“Rest, with nothing else, results in rust,” Wilder Penfield wrote in his great essay The Second Career: “It corrodes the mechanisms of the brain.”
The essay was an argument against the idea that retirement should be a period of idleness (unless by idleness you meant “activity without effort,” as he put it in another essay), but instead should be a phase in which we find and develop a second career.
In a way it is true of every man— or it should be true— that his second career begins as soon as he embarks on the primary that will yield him a livelihood. Whatever he does as a citizen or parent is part of the second career, and the two run concurrently until perhaps the second outlasts the first….

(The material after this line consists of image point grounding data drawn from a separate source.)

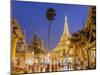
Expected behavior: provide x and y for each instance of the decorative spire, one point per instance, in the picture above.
(66, 30)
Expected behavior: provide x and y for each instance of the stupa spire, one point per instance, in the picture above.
(66, 30)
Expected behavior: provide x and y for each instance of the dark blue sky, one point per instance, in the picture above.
(32, 17)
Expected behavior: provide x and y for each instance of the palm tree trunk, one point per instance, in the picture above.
(49, 34)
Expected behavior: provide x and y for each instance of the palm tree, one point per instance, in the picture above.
(50, 14)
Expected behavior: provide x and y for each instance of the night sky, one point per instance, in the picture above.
(32, 17)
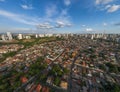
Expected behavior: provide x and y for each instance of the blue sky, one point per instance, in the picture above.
(60, 16)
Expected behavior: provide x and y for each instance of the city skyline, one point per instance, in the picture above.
(60, 16)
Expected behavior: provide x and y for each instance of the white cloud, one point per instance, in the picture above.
(27, 7)
(19, 18)
(2, 0)
(89, 29)
(44, 26)
(83, 25)
(51, 10)
(113, 8)
(67, 2)
(104, 24)
(97, 2)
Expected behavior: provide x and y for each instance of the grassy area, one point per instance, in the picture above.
(27, 44)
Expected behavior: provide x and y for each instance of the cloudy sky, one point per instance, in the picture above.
(60, 16)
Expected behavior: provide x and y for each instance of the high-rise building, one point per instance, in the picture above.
(9, 36)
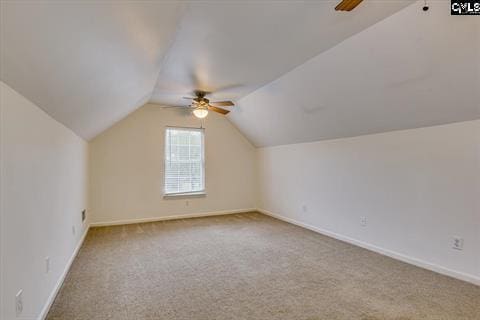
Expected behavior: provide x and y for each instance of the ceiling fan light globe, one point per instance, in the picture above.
(200, 113)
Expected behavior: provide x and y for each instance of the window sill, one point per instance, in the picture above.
(185, 195)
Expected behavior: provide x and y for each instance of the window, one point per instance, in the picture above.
(184, 161)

In fact, Penfield’s own favorite teachers, Charles Sherrington and William Osler, both had second careers as authors and bibliophiles: Sherrington published a book of poetry decades after studying poetry in college, while Osler became noted as a medical historian and antiquarian.
The time of retirement should be reorganized and renamed. It is the time for embarking on a new career, the last career perhaps, but not necessarily a less enjoyable one; not, perhaps, a less useful one to society. Disease and disability may overtake men at any age, of course, and force them to withdraw from work. But the capacity of the human brain for certain purposes often increases right through the years that are marked for standard retirement. And who can say? Those purposes may be what the world today needs most.
One of the best things about working on Rest has been the discovery of so many people who defy our common assumptions that young people are just smarter than everyone else, and that by the time you’re 30 (or maybe 40 or 50) all you have to look forward to is the slow decline of your faculties, followed ultimately Death’s clammy embrace and the sweet release of oblivion.
Penfield and almost everyone else I’m writing about would have said, screw that. They’re models for us all.